By law, the Department of Social Services (DSS) commissioner must impose a penalty period (period of Medicaid ineligibility) if institutionalized individuals (i. e. , long-term care facility residents or recipients of Medicaid-waiver home- and community-based services) transfer or assign their assets for less than they are worth in order to shift their care costs to the Medicaid program. The penalty period applies when such transactions occur within five years before a person applies for Medicaid long-term care. A penalty period generally is not imposed if the entire amount of the transferred asset is returned to the institutionalized individual.
This bill requires the commissioner, to the extent permitted by federal law, to reduce the penalty period if (1) part of the transferred assets are returned to the individual and (2) the penalty period's original end date does not change. DSS must consider the entire amount of the returned asset to be available to the transferor from the date it was returned. It cannot determine the transferee (see COMMENT) to be ineligible for Medicaid in the month the transferred asset is returned as long as the individual reduced the returned asset in accordance with federal law (e. g. , did not make the transfer to shift care costs to the Medicaid program).
By law, a conveyance and subsequent return of an asset for the purpose of shifting costs to the Medicaid program is deemed to be a trust-like device, and the asset is considered available for the purposes of determining Medicaid eligibility.
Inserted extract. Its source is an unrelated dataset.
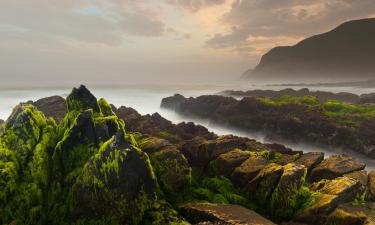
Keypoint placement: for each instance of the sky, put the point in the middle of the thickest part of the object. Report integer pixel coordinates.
(59, 42)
The bill specifies that this does not apply to a conveyance and return of an asset made exclusively for a purpose other than to qualify for Medicaid long-term care services.
The bill also repeals a provision requiring DSS to penalize a nursing home resident for an asset transfer in which the entire amount is returned if the department determines the transfer was made improperly.
The bill also makes technical changes.
*Senate Amendment “A” requires DSS to reduce the penalty period for partial asset returns by a length of time attributed to the amount returned.
*Senate Amendment “B” replaces the original file and Senate Amendment “A. ”
EFFECTIVE DATE: July 1, 2012
COMPLETE ASSET RETURNS
The bill eliminates a provision requiring DSS to penalize a nursing home resident to whom the entire amount of a transferred asset is returned if it determines that the circumstances surrounding the transaction indicate that the individual or his or her spouse or authorized representative intended from the time the asset was transferred to (1) change the start date of the penalty period or (2) shift long-term care facility costs to the Medicaid program. Under the eliminated provision, unless the individual can prove otherwise by clear and convincing evidence, the entire amount of the returned asset is available from the transfer date. If the individual prevails, the asset is deemed available from the date of its return.
Medicaid Ineligibility for Transferees
The bill prohibits DSS from determining a transferee to be ineligible for Medicaid in the month the transferred asset is partially returned if certain conditions are met. But, it is the transferor and not the transferee who receives Medicaid services.